[PATCH v2 29/29] drm/doc: gpusvm: Add GPU SVM documentation
Matthew Brost
matthew.brost at intel.com
Tue Dec 17 23:14:47 UTC 2024
On Mon, Dec 02, 2024 at 02:00:44PM +0100, Thomas Hellström wrote:
> On Tue, 2024-10-15 at 20:25 -0700, Matthew Brost wrote:
> > Add documentation for agree upon GPU SVM design principles, current
> > status, and future plans.
> >
> > Signed-off-by: Matthew Brost <matthew.brost at intel.com>
> > ---
> > Documentation/gpu/rfc/gpusvm.rst | 70
> > ++++++++++++++++++++++++++++++++
> > Documentation/gpu/rfc/index.rst | 4 ++
> > 2 files changed, 74 insertions(+)
> > create mode 100644 Documentation/gpu/rfc/gpusvm.rst
> >
> > diff --git a/Documentation/gpu/rfc/gpusvm.rst
> > b/Documentation/gpu/rfc/gpusvm.rst
> > new file mode 100644
> > index 000000000000..2d3f79a6c30a
> > --- /dev/null
> > +++ b/Documentation/gpu/rfc/gpusvm.rst
> > @@ -0,0 +1,70 @@
> > +===============
> > +GPU SVM Section
> > +===============
> > +
> > +Agreed upon design principles
> > +=============================
> > +
> > +* migrate_to_ram path
> > + * Rely on core MM concepts (migration ptes, page refs, and
> > page locking)
> > + only
> > + * No driver specific locks other than locks for hardware
> > interaction in
> > + this path
>
> We have previously been discussing the bo lock to protect the bo from
> eviction during migrate, if the vram allocation is bo-based. This is a
> cross-driver lock with a well-established locking order and I suggest
> we allow this. Apart from that I think the above statement needs some
Not allowing additional locks was suggested by Sima and I think it makes
sense but I do agree taking a dma-resv in migrate_to_ram would be safe.

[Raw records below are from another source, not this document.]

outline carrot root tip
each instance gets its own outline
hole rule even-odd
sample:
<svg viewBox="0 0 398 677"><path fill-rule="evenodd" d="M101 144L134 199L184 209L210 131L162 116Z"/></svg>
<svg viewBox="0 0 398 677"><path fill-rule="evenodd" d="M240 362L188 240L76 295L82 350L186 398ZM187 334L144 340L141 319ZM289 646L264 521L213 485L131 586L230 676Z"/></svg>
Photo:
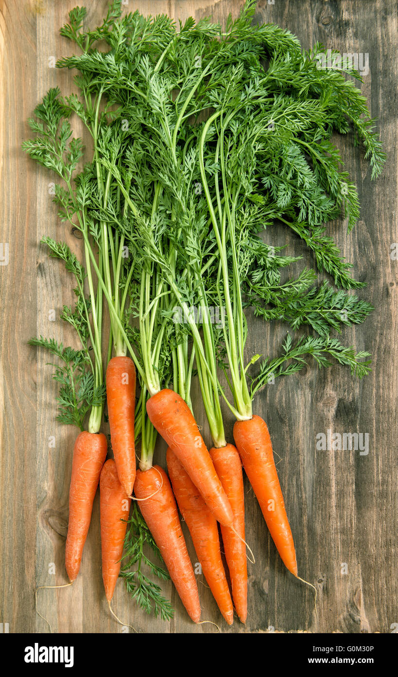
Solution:
<svg viewBox="0 0 398 677"><path fill-rule="evenodd" d="M46 589L46 588L68 588L69 586L71 586L72 583L73 583L73 581L70 581L70 583L64 583L61 586L39 586L39 587L37 588L36 590L35 590L35 600L36 613L37 613L37 614L39 616L40 616L41 618L43 618L43 621L45 621L45 622L47 623L47 626L49 626L49 628L50 629L50 632L51 633L51 634L53 634L53 629L52 629L52 628L51 626L51 624L49 623L49 621L47 621L47 618L45 618L44 616L41 615L40 611L39 611L39 609L37 608L37 593L38 593L39 590L44 590L44 589Z"/></svg>
<svg viewBox="0 0 398 677"><path fill-rule="evenodd" d="M312 583L309 583L308 581L305 581L303 578L301 578L300 576L297 575L297 574L295 574L295 576L296 576L296 578L298 580L301 581L302 583L305 583L306 586L309 586L310 588L313 588L313 591L315 592L315 600L314 600L315 612L315 614L317 616L318 612L317 612L317 595L318 595L318 591L317 590L315 586L314 585L313 585Z"/></svg>
<svg viewBox="0 0 398 677"><path fill-rule="evenodd" d="M123 623L122 621L120 621L120 618L118 618L116 613L113 611L112 607L110 606L110 600L108 600L108 606L109 607L109 611L112 613L112 616L114 616L116 618L118 623L120 623L121 626L124 626L125 627L131 628L131 630L133 630L135 632L137 632L137 630L135 630L135 628L133 627L133 626L131 626L129 623Z"/></svg>

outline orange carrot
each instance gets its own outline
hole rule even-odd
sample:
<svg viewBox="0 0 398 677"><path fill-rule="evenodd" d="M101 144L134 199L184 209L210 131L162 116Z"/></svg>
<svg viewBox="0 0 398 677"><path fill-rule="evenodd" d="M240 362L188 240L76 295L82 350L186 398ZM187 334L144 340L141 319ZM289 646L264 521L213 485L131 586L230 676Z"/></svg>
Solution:
<svg viewBox="0 0 398 677"><path fill-rule="evenodd" d="M69 491L69 523L65 565L72 582L79 573L84 544L91 519L100 473L106 458L106 437L102 433L78 435L73 450Z"/></svg>
<svg viewBox="0 0 398 677"><path fill-rule="evenodd" d="M106 401L118 475L131 496L135 479L135 368L130 357L119 356L110 360L106 370Z"/></svg>
<svg viewBox="0 0 398 677"><path fill-rule="evenodd" d="M200 605L196 580L173 490L163 468L153 466L149 470L138 469L134 492L140 499L143 517L160 550L177 592L190 617L198 623Z"/></svg>
<svg viewBox="0 0 398 677"><path fill-rule="evenodd" d="M170 447L166 458L174 495L190 529L204 577L220 611L228 625L231 626L234 609L221 560L217 520Z"/></svg>
<svg viewBox="0 0 398 677"><path fill-rule="evenodd" d="M247 617L247 558L244 543L244 494L242 461L233 444L210 450L217 473L234 511L234 529L221 525L221 535L238 615Z"/></svg>
<svg viewBox="0 0 398 677"><path fill-rule="evenodd" d="M119 481L115 462L104 464L100 478L102 580L108 602L113 597L120 570L131 499Z"/></svg>
<svg viewBox="0 0 398 677"><path fill-rule="evenodd" d="M165 388L150 397L146 410L151 422L179 459L215 517L221 524L232 524L232 508L187 404L174 391Z"/></svg>
<svg viewBox="0 0 398 677"><path fill-rule="evenodd" d="M289 571L297 576L294 544L267 424L257 416L236 421L234 437L273 542Z"/></svg>

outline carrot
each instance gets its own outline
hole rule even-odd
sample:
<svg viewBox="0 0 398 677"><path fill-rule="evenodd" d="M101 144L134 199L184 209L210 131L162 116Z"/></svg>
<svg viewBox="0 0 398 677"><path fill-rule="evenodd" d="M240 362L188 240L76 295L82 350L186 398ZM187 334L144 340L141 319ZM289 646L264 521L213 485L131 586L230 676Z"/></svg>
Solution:
<svg viewBox="0 0 398 677"><path fill-rule="evenodd" d="M215 517L230 525L234 513L191 410L173 390L164 388L146 403L148 415L182 463Z"/></svg>
<svg viewBox="0 0 398 677"><path fill-rule="evenodd" d="M108 602L113 597L120 570L131 499L120 484L116 463L109 459L100 478L102 580Z"/></svg>
<svg viewBox="0 0 398 677"><path fill-rule="evenodd" d="M130 357L121 355L110 360L106 370L106 400L118 475L131 496L135 479L135 368Z"/></svg>
<svg viewBox="0 0 398 677"><path fill-rule="evenodd" d="M236 421L234 437L273 542L289 571L297 576L293 536L267 424L255 415L248 420Z"/></svg>
<svg viewBox="0 0 398 677"><path fill-rule="evenodd" d="M247 558L244 543L244 494L242 462L233 444L210 450L210 455L234 511L234 529L221 525L232 597L242 623L247 618Z"/></svg>
<svg viewBox="0 0 398 677"><path fill-rule="evenodd" d="M73 450L69 491L69 523L65 548L65 565L69 580L79 573L87 537L100 473L106 458L106 437L102 433L78 435Z"/></svg>
<svg viewBox="0 0 398 677"><path fill-rule="evenodd" d="M196 580L173 490L163 468L156 465L149 470L138 469L134 492L181 602L192 620L198 623L200 605Z"/></svg>
<svg viewBox="0 0 398 677"><path fill-rule="evenodd" d="M170 447L166 459L174 495L190 529L204 577L220 611L231 626L234 609L221 559L217 520Z"/></svg>

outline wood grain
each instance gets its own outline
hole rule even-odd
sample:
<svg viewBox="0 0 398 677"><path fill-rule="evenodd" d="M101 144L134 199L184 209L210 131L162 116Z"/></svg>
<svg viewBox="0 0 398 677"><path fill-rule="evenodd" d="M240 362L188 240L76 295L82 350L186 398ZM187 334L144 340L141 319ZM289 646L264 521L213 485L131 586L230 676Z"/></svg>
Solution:
<svg viewBox="0 0 398 677"><path fill-rule="evenodd" d="M56 423L55 385L46 356L26 342L40 333L67 343L74 341L58 319L51 319L51 309L58 318L62 304L71 301L70 280L60 265L49 261L38 243L50 235L66 240L77 253L81 243L57 218L49 193L51 177L25 156L20 144L28 133L26 118L45 91L56 84L64 92L72 87L71 74L49 67L49 59L70 53L58 30L74 4L74 0L0 0L0 242L9 244L8 265L0 267L0 621L9 624L10 632L48 632L35 613L34 590L66 582L64 547L75 431ZM103 16L106 2L87 4L93 24ZM241 4L239 0L129 0L126 9L165 12L183 20L190 14L199 18L212 14L223 22ZM198 576L202 617L221 624L223 632L389 632L398 622L398 261L390 257L391 246L398 240L397 6L394 0L275 0L273 4L260 0L255 18L288 28L305 49L319 40L342 52L369 55L370 70L362 91L372 115L380 119L387 165L372 183L369 167L353 139L338 139L359 186L361 215L349 237L341 224L330 230L354 263L354 274L368 283L361 296L376 308L364 325L345 330L343 340L357 350L370 349L374 364L361 383L338 366L318 372L311 364L299 375L270 386L255 404L271 431L299 571L317 587L317 616L311 590L287 572L278 556L246 483L247 540L256 559L255 565L249 565L248 622L243 626L236 621L231 628L221 624L215 603ZM265 239L287 244L288 253L302 250L284 230L270 229ZM250 325L248 355L274 355L286 328L264 329L252 318ZM194 406L203 420L197 395ZM227 412L225 418L231 439ZM317 451L316 435L328 429L368 433L369 454ZM208 440L208 430L204 430ZM49 448L51 436L54 448ZM157 458L162 464L164 451L160 442ZM114 609L140 632L213 632L212 626L190 622L171 584L164 588L176 609L170 623L138 610L121 582ZM54 632L121 631L109 616L103 594L97 497L79 578L70 588L39 594L41 613Z"/></svg>

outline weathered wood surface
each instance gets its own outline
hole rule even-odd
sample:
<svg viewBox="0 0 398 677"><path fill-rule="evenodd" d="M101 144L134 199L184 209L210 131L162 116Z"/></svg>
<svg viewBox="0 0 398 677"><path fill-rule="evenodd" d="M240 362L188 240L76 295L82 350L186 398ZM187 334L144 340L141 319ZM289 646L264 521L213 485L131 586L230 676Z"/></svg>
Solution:
<svg viewBox="0 0 398 677"><path fill-rule="evenodd" d="M0 0L0 242L9 244L8 264L0 267L0 621L9 624L10 632L47 632L35 611L34 589L66 582L64 546L76 433L56 423L55 385L46 356L41 351L37 355L26 342L40 333L74 340L58 319L49 319L51 309L58 318L62 305L72 301L70 279L49 261L38 242L48 234L65 239L76 252L81 242L57 218L49 194L52 177L24 156L20 144L28 134L27 117L49 87L58 84L66 92L71 87L71 74L49 67L49 59L70 49L58 29L75 4L74 0ZM103 16L106 0L86 4L93 24ZM240 5L239 0L214 5L200 0L129 0L127 9L167 12L182 19L213 14L215 20L225 20ZM270 386L257 401L280 458L299 571L318 591L317 617L312 592L277 556L246 484L247 540L256 559L255 565L249 565L248 623L244 627L236 621L231 628L222 623L199 577L202 617L217 621L223 632L389 632L398 622L398 261L390 256L398 240L397 6L394 0L275 0L273 5L261 0L256 18L290 28L306 49L319 40L341 52L369 55L370 72L362 89L372 114L380 118L388 162L382 177L371 184L369 167L352 139L339 140L359 185L361 220L348 238L341 224L339 232L334 226L332 230L354 262L355 274L368 284L361 294L377 309L365 325L345 330L343 338L357 349L370 349L374 367L359 383L338 366L317 372L311 364L300 375ZM273 229L266 238L273 244L288 243L289 253L299 248L284 230ZM251 325L248 351L274 353L275 339L282 338L286 328L264 331L256 322ZM194 403L199 411L198 398ZM316 435L328 429L368 433L369 454L317 451ZM231 439L231 422L227 432ZM51 435L55 448L49 448ZM162 443L158 458L164 460ZM195 561L192 547L191 554ZM50 573L51 563L55 575ZM139 632L215 631L212 626L194 626L171 584L164 589L176 609L170 623L138 610L121 582L114 609ZM98 497L78 580L71 588L40 591L39 607L55 632L120 632L103 593Z"/></svg>

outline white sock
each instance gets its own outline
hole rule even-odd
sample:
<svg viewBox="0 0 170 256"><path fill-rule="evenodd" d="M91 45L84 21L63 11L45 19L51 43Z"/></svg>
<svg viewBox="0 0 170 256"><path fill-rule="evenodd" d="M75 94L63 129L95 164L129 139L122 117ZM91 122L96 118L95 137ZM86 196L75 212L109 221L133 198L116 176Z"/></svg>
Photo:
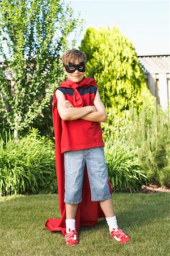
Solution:
<svg viewBox="0 0 170 256"><path fill-rule="evenodd" d="M75 219L66 218L66 233L71 230L75 230Z"/></svg>
<svg viewBox="0 0 170 256"><path fill-rule="evenodd" d="M105 220L109 226L110 232L113 229L118 229L116 217L115 215L113 217L106 217Z"/></svg>

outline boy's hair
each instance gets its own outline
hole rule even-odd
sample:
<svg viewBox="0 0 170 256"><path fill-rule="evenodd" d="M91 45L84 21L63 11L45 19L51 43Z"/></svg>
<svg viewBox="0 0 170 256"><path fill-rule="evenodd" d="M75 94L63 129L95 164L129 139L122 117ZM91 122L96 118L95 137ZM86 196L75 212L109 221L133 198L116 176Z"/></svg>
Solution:
<svg viewBox="0 0 170 256"><path fill-rule="evenodd" d="M64 66L68 65L69 62L74 61L76 60L80 60L84 61L86 64L86 57L85 54L80 51L77 49L68 50L62 56L62 63Z"/></svg>

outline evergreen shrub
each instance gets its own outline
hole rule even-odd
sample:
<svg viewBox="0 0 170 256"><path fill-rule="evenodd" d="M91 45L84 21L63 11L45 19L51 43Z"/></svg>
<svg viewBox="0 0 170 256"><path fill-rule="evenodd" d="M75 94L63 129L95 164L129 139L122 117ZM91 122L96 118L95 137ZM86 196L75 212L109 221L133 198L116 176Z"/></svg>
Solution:
<svg viewBox="0 0 170 256"><path fill-rule="evenodd" d="M114 192L137 192L146 176L136 152L127 142L109 138L105 144L105 160Z"/></svg>

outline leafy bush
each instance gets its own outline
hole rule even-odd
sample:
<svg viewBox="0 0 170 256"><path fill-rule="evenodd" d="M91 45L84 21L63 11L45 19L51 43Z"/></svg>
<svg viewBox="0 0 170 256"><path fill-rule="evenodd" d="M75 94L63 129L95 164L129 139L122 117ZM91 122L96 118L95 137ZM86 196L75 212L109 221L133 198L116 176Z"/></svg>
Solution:
<svg viewBox="0 0 170 256"><path fill-rule="evenodd" d="M113 191L138 191L145 183L146 176L131 147L111 137L106 141L105 152Z"/></svg>
<svg viewBox="0 0 170 256"><path fill-rule="evenodd" d="M0 139L0 195L54 192L54 144L33 129L15 144L10 134Z"/></svg>
<svg viewBox="0 0 170 256"><path fill-rule="evenodd" d="M168 184L168 173L163 174L168 172L166 167L170 157L170 120L167 113L155 102L153 109L143 106L139 114L131 108L124 117L113 119L112 125L104 125L105 139L110 136L115 141L121 141L135 149L148 183Z"/></svg>

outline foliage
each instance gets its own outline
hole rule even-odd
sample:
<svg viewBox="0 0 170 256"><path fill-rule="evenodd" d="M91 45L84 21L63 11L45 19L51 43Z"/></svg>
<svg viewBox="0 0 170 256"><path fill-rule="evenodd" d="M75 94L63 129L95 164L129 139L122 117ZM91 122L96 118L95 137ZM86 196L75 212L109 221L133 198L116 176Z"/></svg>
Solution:
<svg viewBox="0 0 170 256"><path fill-rule="evenodd" d="M143 104L153 104L134 46L118 28L88 28L80 49L87 56L87 75L99 86L109 125L124 116L132 103L138 112Z"/></svg>
<svg viewBox="0 0 170 256"><path fill-rule="evenodd" d="M74 44L79 31L73 14L60 0L0 3L0 114L15 136L49 105L62 80L61 55L68 47L68 36L74 34Z"/></svg>
<svg viewBox="0 0 170 256"><path fill-rule="evenodd" d="M138 191L145 183L146 176L131 147L111 137L106 141L105 152L113 191Z"/></svg>
<svg viewBox="0 0 170 256"><path fill-rule="evenodd" d="M107 126L106 126L107 127ZM155 102L154 110L143 109L140 114L131 108L124 118L113 120L109 133L115 141L121 141L135 150L140 166L145 171L148 183L165 185L169 182L170 119ZM129 146L128 146L129 145Z"/></svg>
<svg viewBox="0 0 170 256"><path fill-rule="evenodd" d="M56 192L54 144L33 129L17 144L0 139L0 195Z"/></svg>

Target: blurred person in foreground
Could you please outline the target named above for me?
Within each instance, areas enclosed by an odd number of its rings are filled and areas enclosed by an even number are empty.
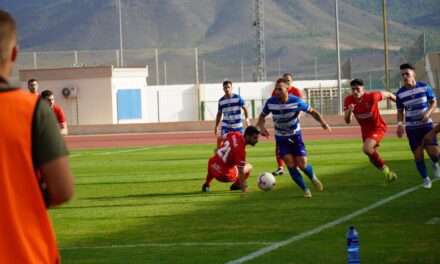
[[[49,105],[9,85],[17,55],[16,24],[0,10],[0,263],[59,263],[47,208],[72,197],[73,176]]]

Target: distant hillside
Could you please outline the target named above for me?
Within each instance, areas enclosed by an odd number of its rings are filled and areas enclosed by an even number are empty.
[[[16,17],[23,51],[114,50],[119,48],[117,2],[0,0],[0,6]],[[210,79],[238,78],[237,65],[241,61],[246,75],[251,75],[255,58],[252,0],[121,2],[124,49],[160,49],[161,60],[167,58],[174,80],[192,78],[193,47],[199,47]],[[387,3],[391,50],[409,45],[423,29],[429,30],[429,40],[435,43],[430,47],[440,45],[435,42],[440,36],[438,1],[388,0]],[[334,1],[265,0],[264,10],[269,72],[276,75],[280,64],[283,71],[307,75],[314,57],[321,58],[320,63],[334,61],[330,58],[334,58],[335,50]],[[372,56],[382,56],[381,1],[342,0],[339,10],[341,48],[361,57],[365,49],[371,49]],[[127,65],[152,65],[153,54],[148,51],[145,54],[142,57],[127,53]],[[179,72],[173,70],[177,65],[183,66]],[[375,63],[368,61],[358,66],[369,65],[375,67]],[[154,72],[153,68],[150,67],[150,73]],[[334,71],[334,67],[323,68]]]

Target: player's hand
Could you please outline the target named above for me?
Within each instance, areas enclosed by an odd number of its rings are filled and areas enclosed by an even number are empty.
[[[402,138],[404,132],[405,132],[405,129],[403,128],[403,125],[397,126],[397,137],[398,138]]]
[[[265,127],[261,127],[261,128],[260,128],[260,134],[261,134],[263,137],[266,137],[266,138],[269,138],[269,136],[270,136],[269,131],[267,131],[267,129],[266,129]]]
[[[250,126],[251,125],[251,122],[249,121],[249,118],[246,118],[246,127],[248,127],[248,126]]]
[[[427,123],[429,120],[429,115],[426,113],[423,115],[422,120],[420,120],[422,123]]]
[[[349,104],[349,105],[347,106],[347,110],[349,110],[349,111],[353,111],[353,110],[354,110],[354,104]]]
[[[244,199],[244,198],[246,197],[246,194],[250,194],[250,193],[251,193],[250,190],[242,191],[242,192],[240,193],[240,199]]]
[[[331,127],[326,122],[322,123],[321,127],[324,128],[325,130],[327,130],[328,132],[332,132]]]

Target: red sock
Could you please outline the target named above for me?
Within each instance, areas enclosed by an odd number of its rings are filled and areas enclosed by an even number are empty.
[[[278,168],[282,168],[284,166],[283,159],[280,157],[280,154],[278,153],[278,146],[275,148],[275,155],[277,157],[277,164]]]
[[[250,172],[245,173],[245,174],[244,174],[244,179],[247,180],[247,178],[249,178],[250,175],[251,175]],[[232,186],[237,187],[237,188],[240,188],[240,179],[237,179],[237,180],[232,184]]]
[[[377,151],[374,151],[370,156],[370,162],[373,163],[374,166],[378,169],[382,169],[385,167],[385,162],[382,160],[382,158],[379,156],[379,153]]]
[[[205,184],[206,185],[211,185],[212,180],[214,180],[214,176],[212,176],[211,174],[207,174],[206,175],[206,180],[205,180]]]

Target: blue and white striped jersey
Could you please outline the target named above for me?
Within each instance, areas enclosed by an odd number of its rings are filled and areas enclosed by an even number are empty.
[[[231,98],[223,96],[218,101],[218,111],[223,113],[222,131],[243,132],[241,121],[241,108],[245,105],[243,98],[238,94],[232,94]]]
[[[431,87],[426,83],[417,82],[416,87],[408,89],[402,86],[396,94],[398,110],[405,110],[405,125],[407,129],[430,126],[432,119],[422,123],[423,115],[428,111],[429,102],[436,100]]]
[[[286,137],[301,134],[298,114],[300,111],[309,110],[310,106],[296,96],[289,95],[285,104],[281,103],[278,97],[273,96],[267,100],[261,114],[267,116],[272,113],[275,137]]]

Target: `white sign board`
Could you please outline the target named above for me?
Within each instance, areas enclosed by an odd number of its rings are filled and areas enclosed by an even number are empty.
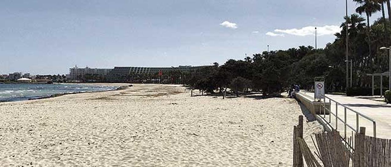
[[[325,95],[325,82],[315,82],[315,99],[323,99],[321,95]]]

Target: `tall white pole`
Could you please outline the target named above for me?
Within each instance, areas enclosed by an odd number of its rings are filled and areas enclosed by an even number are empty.
[[[316,27],[315,27],[315,52],[316,52],[316,49],[317,49],[317,40],[316,40],[316,36],[317,35],[316,34],[317,32],[316,32]]]
[[[348,80],[348,0],[346,0],[346,20],[345,24],[345,29],[346,29],[346,89],[347,90],[348,89],[348,82],[349,81]]]
[[[353,78],[353,76],[352,75],[352,67],[353,66],[352,66],[352,60],[350,60],[350,87],[352,87],[352,78]]]

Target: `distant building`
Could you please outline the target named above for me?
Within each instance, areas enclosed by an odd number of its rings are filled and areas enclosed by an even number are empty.
[[[161,71],[163,74],[169,71],[175,71],[183,72],[196,70],[206,66],[179,66],[178,67],[114,67],[114,69],[109,73],[107,78],[108,81],[124,82],[126,81],[127,76],[131,74],[157,74]]]
[[[0,79],[2,80],[6,80],[8,78],[8,75],[7,74],[3,74],[2,75],[0,75]]]
[[[15,80],[18,80],[18,79],[20,79],[22,78],[22,73],[13,73],[9,74],[8,75],[8,80],[11,81],[14,81]]]
[[[32,80],[26,78],[22,78],[20,79],[16,80],[16,81],[17,81],[18,82],[28,83],[31,82],[32,81]]]
[[[29,78],[31,76],[30,76],[30,73],[26,73],[23,74],[23,76],[22,76],[23,78]]]
[[[97,75],[106,76],[113,70],[111,68],[91,68],[88,67],[79,68],[75,66],[69,69],[68,79],[79,80],[85,78],[86,75]]]
[[[168,71],[190,71],[206,66],[179,66],[177,67],[114,67],[114,68],[79,68],[77,66],[69,69],[67,79],[72,80],[104,80],[110,82],[124,82],[130,75],[139,74],[163,74]]]

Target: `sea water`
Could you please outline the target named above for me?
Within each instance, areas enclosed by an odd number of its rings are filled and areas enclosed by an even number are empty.
[[[0,84],[0,102],[38,99],[57,94],[108,91],[116,88],[79,84]]]

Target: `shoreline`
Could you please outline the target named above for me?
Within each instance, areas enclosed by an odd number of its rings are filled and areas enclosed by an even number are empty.
[[[292,166],[292,128],[302,114],[294,99],[133,85],[0,104],[0,164]],[[316,122],[303,128],[308,142],[323,129]]]
[[[18,84],[16,83],[16,84]],[[26,83],[26,84],[31,84],[31,83]],[[56,83],[56,84],[69,84]],[[68,95],[68,94],[79,94],[85,93],[101,92],[109,92],[109,91],[119,91],[119,90],[124,90],[124,89],[129,89],[129,88],[130,88],[130,87],[129,87],[129,86],[130,85],[132,85],[131,84],[129,84],[129,85],[124,85],[124,84],[120,84],[120,83],[115,83],[115,84],[105,84],[104,83],[96,83],[96,84],[84,84],[84,83],[83,84],[74,83],[74,84],[77,84],[77,85],[102,85],[107,86],[113,86],[113,87],[114,87],[114,88],[113,89],[109,89],[109,90],[102,90],[102,91],[84,91],[76,92],[57,93],[55,93],[55,94],[52,94],[48,95],[45,95],[45,96],[35,96],[35,97],[30,97],[30,98],[26,98],[26,99],[22,99],[22,100],[0,100],[0,103],[5,103],[5,102],[16,102],[16,101],[31,101],[31,100],[38,100],[38,99],[49,99],[49,98],[56,98],[56,97],[57,97],[62,96],[63,96],[66,95]],[[114,86],[114,85],[117,85],[117,86]]]

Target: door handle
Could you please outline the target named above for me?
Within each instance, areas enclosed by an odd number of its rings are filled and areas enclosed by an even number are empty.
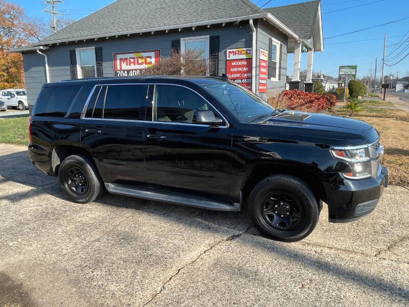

However, the way GPU SVM is structured there is not any hooks to enable
this.
> elaboration: What is the problem we are trying to avoid with driver-
> specific locks, written so that it's easy to understand it's a bad
> idea.
>
Sure, will try to elaborate.
> > + * Partial migration is supported
>
> Exactly what do we mean by partial migration.
>
Will
> > + * Driver handles mixed migrations via retry loops rather
> > than locking
> > +* Eviction
> > + * Only looking at physical memory datastructures and locks
> as opposed to...
>
As opposed looking at virtual memory data structures. Can elaborate why
this is a bad idea too - basically mremap + fork fall apart when you
start looking at virtual things.
> > + * No looking at mm/vma structs or relying on those being
> > locked
> We're violating this with the current implementation, aren't we?
>
Aside from when calling migrate_vma_* or creating initial range. Can
elaborate on this and certainly say drivers should not look at CPU VMA.
>
> > +* GPU fault side
> > + * mmap_read only used around core MM functions which require
> > this lock
> > + * Big retry loop to handle all races with the mmu notifier
> > under the gpu
> > + pagetable locks/mmu notifier range lock/whatever we end up
> > calling
> > + those
> > + * Races (especially against concurrent
> > eviction/migrate_to_ram) should
> > + not be handled on the fault side by trying to hold locks
>
> This actually contradicts my comment written above about using the bo
> lock to block eviction here. The alternative would be to pin vram
> allocations during migration until the mm_truct has references on the
> allocation, but it'd be good to clarify exactly why locking here is a
> bad idea, and why we can't rely on lockdep?
>
I'll try to clarify.
> > +* Physical memory to virtual backpointer
> > + * Does not work, no pointers from physical memory to virtual
> > should
> > + exist
>
> We actually still have the private zdd structure, but it's strictly not
> to virtual but to the allocation metadata. Is it verified that the
> zone_device_data field is allowed to be modified by the pagemap between
> allocation and migration?
>
We don't modify zdd between allocation and migration aside from the ref
count of the zdd.
>
> > +* GPU pagetable locking
> > + * Notifier lock only protects range tree, pages, pagetable
> > entries, and
> > + mmu notifier seqno tracking, it is not a global lock to
> > protect
> > + against races
> > + * All races handled with big retry as mentioned above
>
> Adding a note here about "pages valid" for subranges rather than
> relying on the wider notifer seqno. I.E. a subrange can be valid even
> if the notifier seqno says otherwise.
>
Sure.
> Performance considerations:
> Perhaps mention that notifier (core mm) performance is more important
> than gpu fault (driver) performance when considering optimizations that
> improves one at the cost of the other?
>
Hmm, that is kinda speculation IMO. I have heard that feedback but
unsure if I agree with it nor do we have any data to backup that claim.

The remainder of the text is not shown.